Here, I offer a sketch of 3 essential areas for CVHS to consider when


contemplating the future:

The Mission

Our school is set up more for personalized learning than most other schools are:
we have a school-within-a-school design, professional learning communities, and an
advisement system, all of which are designed to ensure that no student remains unknown.

To keep up in our competitive environment, however, our school is going to have


to push the envelope of personalized learning to a much greater degree. With innovations
like COVA and The Big Picture Schools, we can’t afford to talk personalization without
“walking” it as well.

Thus, our renewed mission statement should highlight personalization. And


above and beyond this should be one more ingredient: our school should stress character-
building and emotional development. Anya Kamanetz in DIY U and Daniel Goleman in
Emotional Intelligence both stress the practical importance of “EQ,” how it leads to
fulfilling lives, and how it is the main differentiator for career advancement once a person
passes the threshold into a new career or station in life. Since this is the case, it would be
foolish for my school not to focus on it.

Thus, our mission should read something like this:

Castle View’s intentional focus is to set students on the exciting and fun journey
to discover their gifts, talents, and passions, to develop these through study and action,
and to build their character for the effective implementation of their gifts.

The Brand

I want our brand to be cool and hip. I’m thinking about how the author Dave
Eggers branded his 826 Valencia literacy campaign. He and his staff made the website
and their individual writing centers (which are often located in the back of pirate supply
stores) attractive and playful so that their student-customers might be more prone to
explore the territory.

In A Whole New Mind, Dan Pink stresses the importance of playfulness, and that’s
what our school needs to go after. We talk so much about “rigor,” but I fear we’re going
to get rigor mortis if we don’t stop to realize what kids (and adults too, I believe) want,
which is seriousness mixed with fun, and meaning mixed with a little mayhem.
The Marketing Plan

Because we’re in the Web 2.0-era, I’d like to market our school through the tips
and strategies found in Dan Schwabel’s book Me 2.0: Build a Powerful Brand to Achieve
Career Success. I’ve only skimmed the book thus far, but it gives invaluable information
about leveraging technologies like Facebook, Twitter, and various blogging platforms
like Blogger and Wordpress to develop an online ethos and persona that is attractive to
customers, or, in our case, parents, teachers, and students.

Our school would also do the traditional marketing actions like calling parent and
community meetings, sending out newsletters and purchasing newspaper ad space, but I
truly believe that our biggest leverage point would be using the aforementioned
technology.
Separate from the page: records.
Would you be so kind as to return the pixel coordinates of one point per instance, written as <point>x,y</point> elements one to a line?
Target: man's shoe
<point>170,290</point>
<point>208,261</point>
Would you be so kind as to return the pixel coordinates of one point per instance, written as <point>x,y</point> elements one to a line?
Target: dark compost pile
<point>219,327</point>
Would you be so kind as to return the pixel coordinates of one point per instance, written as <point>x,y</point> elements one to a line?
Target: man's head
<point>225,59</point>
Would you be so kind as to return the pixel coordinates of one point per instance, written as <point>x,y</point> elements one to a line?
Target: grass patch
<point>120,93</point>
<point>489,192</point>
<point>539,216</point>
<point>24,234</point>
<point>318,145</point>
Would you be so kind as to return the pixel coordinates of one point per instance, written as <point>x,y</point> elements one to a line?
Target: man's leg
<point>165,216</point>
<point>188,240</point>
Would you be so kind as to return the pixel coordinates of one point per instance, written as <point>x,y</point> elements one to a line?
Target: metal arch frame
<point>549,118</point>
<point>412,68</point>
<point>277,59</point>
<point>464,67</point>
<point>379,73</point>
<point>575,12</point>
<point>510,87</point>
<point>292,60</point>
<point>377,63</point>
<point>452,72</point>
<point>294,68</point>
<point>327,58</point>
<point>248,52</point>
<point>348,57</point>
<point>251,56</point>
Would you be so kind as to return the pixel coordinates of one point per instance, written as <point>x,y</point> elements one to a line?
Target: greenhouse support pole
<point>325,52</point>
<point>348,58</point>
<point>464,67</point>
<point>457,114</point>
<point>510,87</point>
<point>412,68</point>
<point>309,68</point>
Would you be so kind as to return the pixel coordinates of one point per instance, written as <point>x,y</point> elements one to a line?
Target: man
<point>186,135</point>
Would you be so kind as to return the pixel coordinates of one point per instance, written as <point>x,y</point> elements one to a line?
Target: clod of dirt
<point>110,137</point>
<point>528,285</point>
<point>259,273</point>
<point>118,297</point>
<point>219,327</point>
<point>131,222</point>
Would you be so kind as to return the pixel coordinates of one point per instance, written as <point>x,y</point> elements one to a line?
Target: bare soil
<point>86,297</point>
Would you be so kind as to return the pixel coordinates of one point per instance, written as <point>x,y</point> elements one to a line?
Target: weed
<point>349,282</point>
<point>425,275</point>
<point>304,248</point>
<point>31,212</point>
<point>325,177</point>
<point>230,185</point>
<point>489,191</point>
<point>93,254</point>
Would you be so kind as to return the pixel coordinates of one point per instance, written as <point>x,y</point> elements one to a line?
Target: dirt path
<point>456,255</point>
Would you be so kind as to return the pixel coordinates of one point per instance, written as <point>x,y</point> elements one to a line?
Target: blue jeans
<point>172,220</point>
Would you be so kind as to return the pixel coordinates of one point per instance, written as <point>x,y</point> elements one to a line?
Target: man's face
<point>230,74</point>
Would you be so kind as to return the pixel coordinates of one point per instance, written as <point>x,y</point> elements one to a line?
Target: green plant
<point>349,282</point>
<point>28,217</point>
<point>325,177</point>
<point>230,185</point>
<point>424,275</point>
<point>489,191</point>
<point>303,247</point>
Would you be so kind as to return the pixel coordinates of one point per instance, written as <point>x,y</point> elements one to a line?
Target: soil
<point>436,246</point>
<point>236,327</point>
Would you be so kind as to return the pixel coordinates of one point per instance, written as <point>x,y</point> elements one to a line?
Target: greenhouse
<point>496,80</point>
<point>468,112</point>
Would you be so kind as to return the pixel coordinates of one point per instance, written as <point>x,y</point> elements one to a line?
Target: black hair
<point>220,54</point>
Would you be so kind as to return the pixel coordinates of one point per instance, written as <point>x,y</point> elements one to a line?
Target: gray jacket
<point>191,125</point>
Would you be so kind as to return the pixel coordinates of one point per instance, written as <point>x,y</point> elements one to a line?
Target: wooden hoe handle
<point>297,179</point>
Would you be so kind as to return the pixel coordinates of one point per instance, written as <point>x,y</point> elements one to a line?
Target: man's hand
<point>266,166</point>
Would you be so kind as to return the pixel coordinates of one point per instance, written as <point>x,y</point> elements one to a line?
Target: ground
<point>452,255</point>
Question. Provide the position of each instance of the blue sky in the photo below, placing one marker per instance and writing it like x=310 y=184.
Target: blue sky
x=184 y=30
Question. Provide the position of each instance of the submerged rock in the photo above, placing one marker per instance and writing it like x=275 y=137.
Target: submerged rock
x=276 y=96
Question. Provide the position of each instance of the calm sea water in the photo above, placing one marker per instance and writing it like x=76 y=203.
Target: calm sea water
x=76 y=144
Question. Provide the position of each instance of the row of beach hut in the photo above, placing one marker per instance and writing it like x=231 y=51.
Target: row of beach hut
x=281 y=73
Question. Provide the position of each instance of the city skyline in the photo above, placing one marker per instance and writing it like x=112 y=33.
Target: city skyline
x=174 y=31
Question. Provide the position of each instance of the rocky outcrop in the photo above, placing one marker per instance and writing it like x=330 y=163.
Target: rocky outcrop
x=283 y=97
We simply can’t be afraid of it, but this, unfortunately, is the normal
response when a new technology is introduced.

For example, back in Plato’s day, the new technology was writing with the stylus.
For Plato, this was anathema. He thought that writing, as opposed to direct, face-to-face
communication, would hurt Athens by corroding the memory of Athenians and by
weakening democratic discourse (because speakers would no longer be present to defend
what they had written).

The same dynamic is at work today: how many times have you heard that
Facebook means the demise of real social interaction? Yet, this is the kind of technology
to reach students. (I can speak from personal experience here: I’m reachable on email
and at school throughout the school day, but kids reach me most frequently on
Facebook.) We need to stop being pollyannas about this, realize that the days of “Little
House on the Prairie” are over, and get on board with what is hip and cool to our
customers.

My marketing plan, at every step of the way, will keep this focus in mind.